À ces analyses nous avons fait succéder quelques témoignages. Selon sa propre histoire, son métier, ses expériences chacun en effet nourrit sa propre vision des nouveaux rapports entre Nantes et Paris. D’une certaine manière, tous les Nantais (et aussi tous les Lyonnais, tous les Lillois, tous les Bordelais…) sont parisiens et entretiennent avec la capitale une relation complexe : je t’aime… moi non plus.
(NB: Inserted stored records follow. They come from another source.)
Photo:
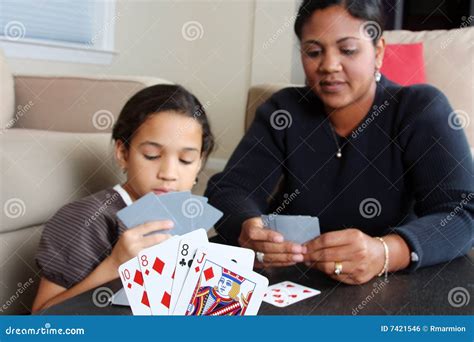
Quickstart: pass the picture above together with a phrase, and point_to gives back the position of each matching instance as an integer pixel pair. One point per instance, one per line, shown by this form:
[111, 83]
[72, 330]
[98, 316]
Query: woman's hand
[132, 241]
[362, 257]
[276, 251]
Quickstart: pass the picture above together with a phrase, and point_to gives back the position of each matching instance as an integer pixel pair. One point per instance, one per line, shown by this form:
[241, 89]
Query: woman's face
[338, 59]
[164, 155]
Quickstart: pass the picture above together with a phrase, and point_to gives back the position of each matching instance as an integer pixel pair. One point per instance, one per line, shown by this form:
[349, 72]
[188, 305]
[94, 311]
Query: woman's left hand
[361, 256]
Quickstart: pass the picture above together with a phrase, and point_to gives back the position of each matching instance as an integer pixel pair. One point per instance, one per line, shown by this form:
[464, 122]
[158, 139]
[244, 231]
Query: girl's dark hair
[159, 98]
[367, 10]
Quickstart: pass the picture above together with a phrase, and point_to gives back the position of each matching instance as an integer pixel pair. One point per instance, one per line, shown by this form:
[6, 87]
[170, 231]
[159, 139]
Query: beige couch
[58, 148]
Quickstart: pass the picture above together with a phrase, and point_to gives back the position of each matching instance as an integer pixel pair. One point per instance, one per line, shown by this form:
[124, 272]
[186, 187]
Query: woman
[376, 162]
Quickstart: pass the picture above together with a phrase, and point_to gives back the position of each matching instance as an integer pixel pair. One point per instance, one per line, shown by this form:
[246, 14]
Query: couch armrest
[68, 104]
[43, 170]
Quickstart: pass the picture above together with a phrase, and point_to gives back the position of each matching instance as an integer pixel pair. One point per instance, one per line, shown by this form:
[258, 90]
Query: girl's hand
[276, 252]
[132, 241]
[362, 257]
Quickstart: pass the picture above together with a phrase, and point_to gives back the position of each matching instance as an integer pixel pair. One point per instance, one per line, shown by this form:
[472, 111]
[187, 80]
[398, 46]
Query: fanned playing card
[157, 264]
[133, 284]
[216, 286]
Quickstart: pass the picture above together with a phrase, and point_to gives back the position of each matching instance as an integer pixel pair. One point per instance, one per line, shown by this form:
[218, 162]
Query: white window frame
[101, 52]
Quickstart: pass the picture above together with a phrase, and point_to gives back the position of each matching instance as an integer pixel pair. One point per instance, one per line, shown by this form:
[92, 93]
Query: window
[64, 30]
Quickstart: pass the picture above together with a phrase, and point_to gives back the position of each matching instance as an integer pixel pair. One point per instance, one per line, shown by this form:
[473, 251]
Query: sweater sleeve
[251, 174]
[439, 170]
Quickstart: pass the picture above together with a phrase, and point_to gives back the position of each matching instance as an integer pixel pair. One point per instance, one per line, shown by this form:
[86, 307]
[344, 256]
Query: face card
[157, 264]
[188, 246]
[298, 229]
[287, 293]
[146, 209]
[133, 283]
[216, 286]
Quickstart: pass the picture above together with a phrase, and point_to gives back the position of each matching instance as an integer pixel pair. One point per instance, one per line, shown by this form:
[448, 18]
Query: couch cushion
[449, 66]
[404, 63]
[7, 95]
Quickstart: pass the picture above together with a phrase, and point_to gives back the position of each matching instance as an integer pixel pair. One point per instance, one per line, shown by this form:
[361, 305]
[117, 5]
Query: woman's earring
[378, 75]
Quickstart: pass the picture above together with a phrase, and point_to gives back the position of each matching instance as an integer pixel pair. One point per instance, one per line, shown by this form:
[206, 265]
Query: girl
[162, 140]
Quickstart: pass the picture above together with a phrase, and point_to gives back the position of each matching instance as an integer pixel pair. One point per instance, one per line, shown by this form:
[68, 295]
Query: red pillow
[404, 63]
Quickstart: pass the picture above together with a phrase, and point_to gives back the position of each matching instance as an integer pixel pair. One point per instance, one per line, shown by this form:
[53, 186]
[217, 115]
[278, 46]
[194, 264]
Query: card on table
[157, 265]
[217, 286]
[133, 284]
[287, 293]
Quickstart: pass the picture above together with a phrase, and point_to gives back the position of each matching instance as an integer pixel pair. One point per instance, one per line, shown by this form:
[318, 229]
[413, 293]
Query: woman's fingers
[340, 253]
[334, 239]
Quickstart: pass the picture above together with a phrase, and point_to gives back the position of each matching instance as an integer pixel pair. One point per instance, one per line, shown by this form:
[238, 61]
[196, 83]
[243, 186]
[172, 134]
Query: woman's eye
[349, 52]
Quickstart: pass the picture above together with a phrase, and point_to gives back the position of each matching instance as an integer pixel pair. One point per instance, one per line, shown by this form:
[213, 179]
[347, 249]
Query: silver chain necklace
[339, 148]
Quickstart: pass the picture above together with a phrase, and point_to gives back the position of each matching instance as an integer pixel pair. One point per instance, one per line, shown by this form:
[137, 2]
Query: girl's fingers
[149, 227]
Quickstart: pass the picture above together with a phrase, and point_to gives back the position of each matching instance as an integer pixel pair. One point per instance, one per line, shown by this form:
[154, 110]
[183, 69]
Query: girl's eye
[313, 54]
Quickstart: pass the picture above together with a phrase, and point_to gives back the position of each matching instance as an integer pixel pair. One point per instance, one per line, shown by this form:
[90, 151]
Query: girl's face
[338, 59]
[164, 155]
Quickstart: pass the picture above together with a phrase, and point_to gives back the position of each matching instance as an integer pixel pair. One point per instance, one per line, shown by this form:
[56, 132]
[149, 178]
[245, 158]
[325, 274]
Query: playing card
[242, 256]
[146, 209]
[269, 221]
[298, 229]
[216, 286]
[183, 206]
[157, 264]
[287, 293]
[188, 246]
[132, 281]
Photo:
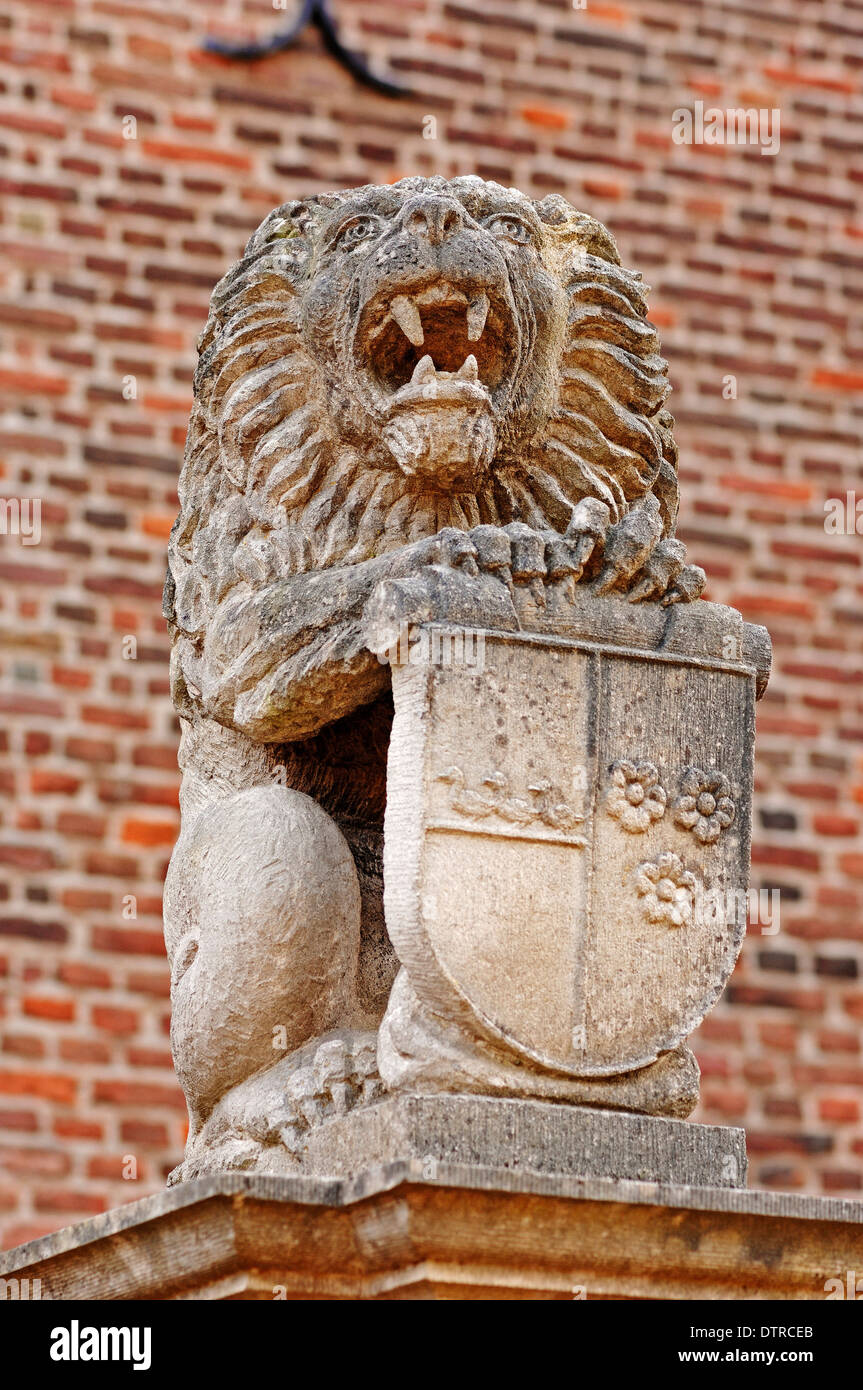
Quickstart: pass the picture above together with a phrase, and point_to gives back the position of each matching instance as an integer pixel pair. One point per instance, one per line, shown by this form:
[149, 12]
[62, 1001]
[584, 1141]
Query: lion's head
[389, 360]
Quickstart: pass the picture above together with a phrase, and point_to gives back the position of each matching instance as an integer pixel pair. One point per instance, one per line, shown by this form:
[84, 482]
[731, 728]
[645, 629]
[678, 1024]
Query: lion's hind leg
[263, 930]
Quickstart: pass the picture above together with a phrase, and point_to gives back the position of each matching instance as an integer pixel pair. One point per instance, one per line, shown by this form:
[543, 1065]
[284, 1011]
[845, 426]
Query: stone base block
[527, 1137]
[469, 1233]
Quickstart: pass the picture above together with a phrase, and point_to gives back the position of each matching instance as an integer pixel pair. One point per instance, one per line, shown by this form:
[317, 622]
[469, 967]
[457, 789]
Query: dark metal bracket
[316, 13]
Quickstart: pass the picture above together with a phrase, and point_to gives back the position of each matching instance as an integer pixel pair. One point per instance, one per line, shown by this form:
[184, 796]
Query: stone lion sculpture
[439, 389]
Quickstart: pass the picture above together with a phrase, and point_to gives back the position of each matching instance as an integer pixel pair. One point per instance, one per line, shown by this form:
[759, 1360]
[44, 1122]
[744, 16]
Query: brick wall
[110, 246]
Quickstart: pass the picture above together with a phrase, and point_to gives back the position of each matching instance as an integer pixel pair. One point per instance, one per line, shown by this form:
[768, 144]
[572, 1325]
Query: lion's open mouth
[441, 339]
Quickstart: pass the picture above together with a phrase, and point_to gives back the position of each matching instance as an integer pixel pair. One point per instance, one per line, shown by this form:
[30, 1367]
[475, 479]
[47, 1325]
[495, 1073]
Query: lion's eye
[357, 231]
[510, 227]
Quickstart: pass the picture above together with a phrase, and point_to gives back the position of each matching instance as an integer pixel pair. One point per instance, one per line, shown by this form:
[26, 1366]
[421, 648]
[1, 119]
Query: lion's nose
[432, 217]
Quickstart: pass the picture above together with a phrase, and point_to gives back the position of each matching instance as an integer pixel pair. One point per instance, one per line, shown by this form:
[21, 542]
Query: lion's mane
[270, 488]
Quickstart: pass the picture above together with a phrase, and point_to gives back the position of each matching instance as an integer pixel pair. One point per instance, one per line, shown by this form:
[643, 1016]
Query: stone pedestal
[520, 1136]
[469, 1232]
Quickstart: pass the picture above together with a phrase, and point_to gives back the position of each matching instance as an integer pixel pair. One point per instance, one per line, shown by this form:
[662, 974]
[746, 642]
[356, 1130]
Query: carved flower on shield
[635, 797]
[667, 888]
[705, 805]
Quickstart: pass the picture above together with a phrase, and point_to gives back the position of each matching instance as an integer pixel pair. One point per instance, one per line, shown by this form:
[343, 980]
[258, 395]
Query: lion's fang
[407, 317]
[477, 313]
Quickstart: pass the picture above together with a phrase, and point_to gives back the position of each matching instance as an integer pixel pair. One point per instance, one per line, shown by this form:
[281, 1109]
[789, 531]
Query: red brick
[47, 1007]
[47, 1084]
[114, 1020]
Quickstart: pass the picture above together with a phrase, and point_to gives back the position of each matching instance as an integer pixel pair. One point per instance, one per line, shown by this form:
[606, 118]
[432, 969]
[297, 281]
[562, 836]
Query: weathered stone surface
[467, 1233]
[527, 1136]
[441, 402]
[538, 911]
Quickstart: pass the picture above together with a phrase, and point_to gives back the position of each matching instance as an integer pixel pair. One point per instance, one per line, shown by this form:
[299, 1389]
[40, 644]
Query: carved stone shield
[567, 830]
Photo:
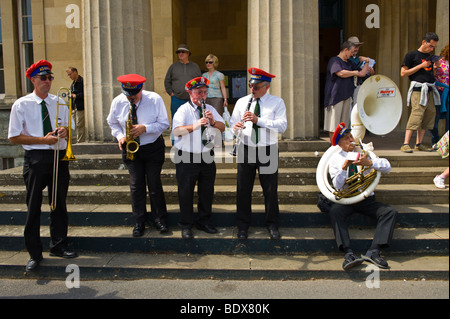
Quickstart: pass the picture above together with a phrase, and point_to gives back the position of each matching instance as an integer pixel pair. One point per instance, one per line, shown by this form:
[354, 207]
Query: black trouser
[145, 171]
[38, 174]
[385, 215]
[247, 167]
[191, 169]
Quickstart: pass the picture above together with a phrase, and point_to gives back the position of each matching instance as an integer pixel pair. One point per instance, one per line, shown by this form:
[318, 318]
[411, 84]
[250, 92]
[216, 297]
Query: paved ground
[213, 289]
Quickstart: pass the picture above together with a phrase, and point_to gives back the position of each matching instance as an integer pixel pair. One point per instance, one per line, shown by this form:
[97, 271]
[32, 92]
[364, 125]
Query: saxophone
[132, 145]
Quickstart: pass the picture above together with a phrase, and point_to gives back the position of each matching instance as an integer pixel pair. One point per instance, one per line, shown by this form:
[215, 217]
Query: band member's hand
[50, 138]
[209, 116]
[62, 132]
[363, 161]
[122, 141]
[426, 64]
[138, 130]
[201, 122]
[238, 126]
[347, 163]
[249, 116]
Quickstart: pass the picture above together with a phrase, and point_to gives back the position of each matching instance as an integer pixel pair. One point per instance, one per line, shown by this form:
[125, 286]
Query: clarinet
[207, 130]
[239, 135]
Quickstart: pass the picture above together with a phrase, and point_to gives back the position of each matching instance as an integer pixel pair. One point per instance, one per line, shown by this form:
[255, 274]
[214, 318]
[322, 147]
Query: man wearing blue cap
[260, 118]
[340, 168]
[33, 125]
[150, 119]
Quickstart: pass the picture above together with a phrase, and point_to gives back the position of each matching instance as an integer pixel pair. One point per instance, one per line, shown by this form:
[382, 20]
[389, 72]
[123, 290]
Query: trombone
[64, 95]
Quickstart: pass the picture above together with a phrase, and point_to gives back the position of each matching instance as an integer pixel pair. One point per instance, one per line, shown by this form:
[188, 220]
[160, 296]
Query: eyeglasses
[44, 78]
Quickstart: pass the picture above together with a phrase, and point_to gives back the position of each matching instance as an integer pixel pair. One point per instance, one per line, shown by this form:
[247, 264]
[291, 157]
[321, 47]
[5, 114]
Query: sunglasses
[44, 78]
[256, 87]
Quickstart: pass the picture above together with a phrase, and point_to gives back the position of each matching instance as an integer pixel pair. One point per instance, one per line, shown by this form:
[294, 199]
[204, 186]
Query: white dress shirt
[26, 119]
[150, 111]
[188, 114]
[339, 176]
[272, 120]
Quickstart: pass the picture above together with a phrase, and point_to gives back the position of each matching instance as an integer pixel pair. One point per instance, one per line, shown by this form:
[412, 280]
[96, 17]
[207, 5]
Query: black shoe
[242, 234]
[161, 226]
[186, 233]
[33, 263]
[374, 257]
[63, 252]
[350, 261]
[273, 232]
[210, 229]
[139, 230]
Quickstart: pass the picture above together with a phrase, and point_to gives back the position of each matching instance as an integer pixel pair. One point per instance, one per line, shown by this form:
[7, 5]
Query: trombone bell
[65, 93]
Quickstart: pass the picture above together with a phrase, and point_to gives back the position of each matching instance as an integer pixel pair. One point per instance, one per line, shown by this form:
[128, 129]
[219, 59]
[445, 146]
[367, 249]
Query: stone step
[288, 194]
[433, 216]
[287, 176]
[286, 160]
[293, 241]
[130, 266]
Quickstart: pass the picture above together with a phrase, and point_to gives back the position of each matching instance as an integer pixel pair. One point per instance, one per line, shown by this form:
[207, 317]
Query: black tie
[134, 119]
[204, 141]
[46, 119]
[255, 131]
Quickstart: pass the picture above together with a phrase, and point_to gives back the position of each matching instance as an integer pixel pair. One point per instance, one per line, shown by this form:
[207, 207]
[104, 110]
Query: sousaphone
[378, 110]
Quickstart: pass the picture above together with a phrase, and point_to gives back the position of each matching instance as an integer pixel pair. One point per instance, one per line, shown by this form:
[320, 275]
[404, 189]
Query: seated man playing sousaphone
[343, 165]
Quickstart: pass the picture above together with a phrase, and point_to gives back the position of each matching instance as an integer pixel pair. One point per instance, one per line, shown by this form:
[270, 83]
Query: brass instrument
[132, 145]
[63, 93]
[208, 126]
[357, 183]
[239, 135]
[378, 109]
Commençons par Jean Blaise qui fut invité à transposer ses magiques Allumées sur les bords de la Seine. Ainsi naquit Nuit blanche. On sent l’agitateur culturel perplexe : oui, Nantes attire désormais du public parisien, mais elle occupe encore une place modeste sur la carte de France et plus encore d’Europe.
Le peintre Philippe Cognée enfonce le clou. À titre personnel, il est ravi de travailler et de vivre au pays, mais s’il n’enseignait pas à Paris, s’il n’y exposait pas, toute carrière internationale lui serait purement et simplement interdite. L’écrivain Philippe Forest se montre plus nuancé. Il enseigne à Nantes, y réside en partie, y publie des essais et estime qu’il y existe « une vraie vie littéraire ». Mais ses romans, c’est bien à Gallimard qu’il les donne : « le caractère très centralisé du monde des lettres en France fait qu’il serait suicidaire de renoncer à cette chance. »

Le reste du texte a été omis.